From 3-0 to oh yeah — the Bruins rewrote their history in one season

Thomas/By S. Bradley

VANCOUVER – Tim Thomas acknowledged it as recently as after his thrilling performance in the Bruins’ season-saving Game 6 victory last Monday.

The Bruins goaltender had just stopped 36 of 38 shots in the Bruins’ 5-2 win. Asked about possibly getting comfortable with a big lead, Thomas pointed out that the Bruins haven’t had the best experiences with 3-0 leads.

“Even during the regular season a couple times this year,” he quipped.

And that, folks is one of the biggest reasons the 2010-11 Bruins are now Stanley Cup champions. Except when they got sick of answering the same questions over and over throughout this season – and then when they were matched up with Philadelphia in this year’s second round and again grabbed a 3-0 series lead – the Bruins never shied away from what was one of the biggest collapses in professional sports postseason history.

Sure, about half the roster turned over from the time the Bruins finished squandering their 3-0 lead to the Flyers in the spring of 2010 until they opened this year’s postseason as the No. 3 seed in the Eastern Conference.

But the core remained because general manager Peter Chiarelli and the rest of the Bruins’ brass believed in the star power they had assembled.

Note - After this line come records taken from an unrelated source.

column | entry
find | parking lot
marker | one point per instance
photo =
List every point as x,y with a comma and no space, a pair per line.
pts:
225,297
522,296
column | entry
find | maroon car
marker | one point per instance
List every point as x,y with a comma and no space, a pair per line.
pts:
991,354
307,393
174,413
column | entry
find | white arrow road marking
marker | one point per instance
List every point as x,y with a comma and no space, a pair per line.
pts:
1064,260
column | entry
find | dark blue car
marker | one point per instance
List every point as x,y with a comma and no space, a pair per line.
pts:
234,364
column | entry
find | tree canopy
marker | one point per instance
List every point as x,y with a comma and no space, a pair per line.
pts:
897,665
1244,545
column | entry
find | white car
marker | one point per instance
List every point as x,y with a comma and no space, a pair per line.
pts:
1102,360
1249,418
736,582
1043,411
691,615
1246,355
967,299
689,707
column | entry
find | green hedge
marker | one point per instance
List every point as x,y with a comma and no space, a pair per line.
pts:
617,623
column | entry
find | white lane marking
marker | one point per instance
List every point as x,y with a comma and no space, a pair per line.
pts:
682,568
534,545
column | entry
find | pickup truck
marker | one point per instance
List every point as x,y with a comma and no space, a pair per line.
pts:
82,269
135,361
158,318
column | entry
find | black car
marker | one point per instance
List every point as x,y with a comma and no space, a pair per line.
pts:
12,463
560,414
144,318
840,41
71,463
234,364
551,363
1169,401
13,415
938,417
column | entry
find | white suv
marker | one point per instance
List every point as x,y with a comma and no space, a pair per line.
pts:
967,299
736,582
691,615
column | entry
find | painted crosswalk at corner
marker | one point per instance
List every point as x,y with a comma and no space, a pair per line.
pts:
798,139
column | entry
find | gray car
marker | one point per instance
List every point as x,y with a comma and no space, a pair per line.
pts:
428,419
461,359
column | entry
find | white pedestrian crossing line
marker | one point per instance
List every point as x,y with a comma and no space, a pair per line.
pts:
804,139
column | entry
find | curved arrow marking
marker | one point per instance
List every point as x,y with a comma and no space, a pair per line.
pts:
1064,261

Thomas (who was second string and, you can argue, a different player last year than this), Patrice Bergeron, Zdeno Chara, Mark Recchi, Dennis Seidenberg and others all carried the scars of last spring with them throughout this year. And instead of shunning the past, they embraced it.

Basically, once you’ve blown a 3-0 series lead, and become just the third team in NHL history and fourth in sports history to do so, nothing worse can happen to an athlete or a team. That was rock bottom, so all the injuries, all the questionable officiating and league-office decisions, all the travel obstacles and media overreaction to every loss or bad play couldn’t possibly sink any of the Bruins from last year’s team any lower.

Chiarelli didn’t explode the team in reaction to the collapse, and the Bruins to a man found out that practically nothing could kill them. A 2-0 lead heading on the road to Montreal? No problem. A two-goal deficit in Game 4 in Montreal? Piece of cake. A late goal by P.K. Subban in Game 7, a two-goal deficit in Game 2 in Philly, a blown three-goal lead to Tampa Bay in Game 4? Come on, those are kryptonite to mere mortals, not to survivors of the Bruins’ crash of 2010.

“Somebody said you have to learn how to lose before you learn how to win. And I think that that’s the case here,” said assistant coach Geoff Ward, proving that when he’s allowed to speak he has some sage words to offer. “You look at the group. It’s a great group of guys. They took the loss and internalized it last year to Philadelphia. I think that put us through a lot of down points this year. There’s a little bit of a different look this year. Especially when you got down 2-0 to Montreal, 2-0 here, the guys embraced it. They weren’t afraid of it. As a result we were able to get ourselves back.”

Battling the highest-scoring team in the NHL, the Presidents’ Trophy-winning Vancouver Canucks in the Stanley Cup Final could’ve been a challenge too large for even the most resilient band of Bruins. Again Boston found itself down 2-0 in a series and then the Bruins were down 3-2 as well.

That’s when the graduates of the school of 2010 hard knocks tossed up their proverbial caps and gowns and made sure redemption was the only result for the 2010-11 Bruins. Recchi, Bergeron, Chara, Conn Smythe-winner Thomas … they all spearheaded the drought-ended Cup triumph.

“We were committed,” said Recchi, who had added to the Bruins’ devotion to redemption by letting his teammates know he would end his career if they could help him win the Cup. “We play our best when our backs are against the wall and Game 6 and Game 7 showed that. We scored that first goal and it was huge.”

Even if they allowed the first goal in Game 7, it’s doubtful these Bruins would’ve been counted out. A one-goal deficit is like cutting butter with an axe for a Teflon team like the Bruins.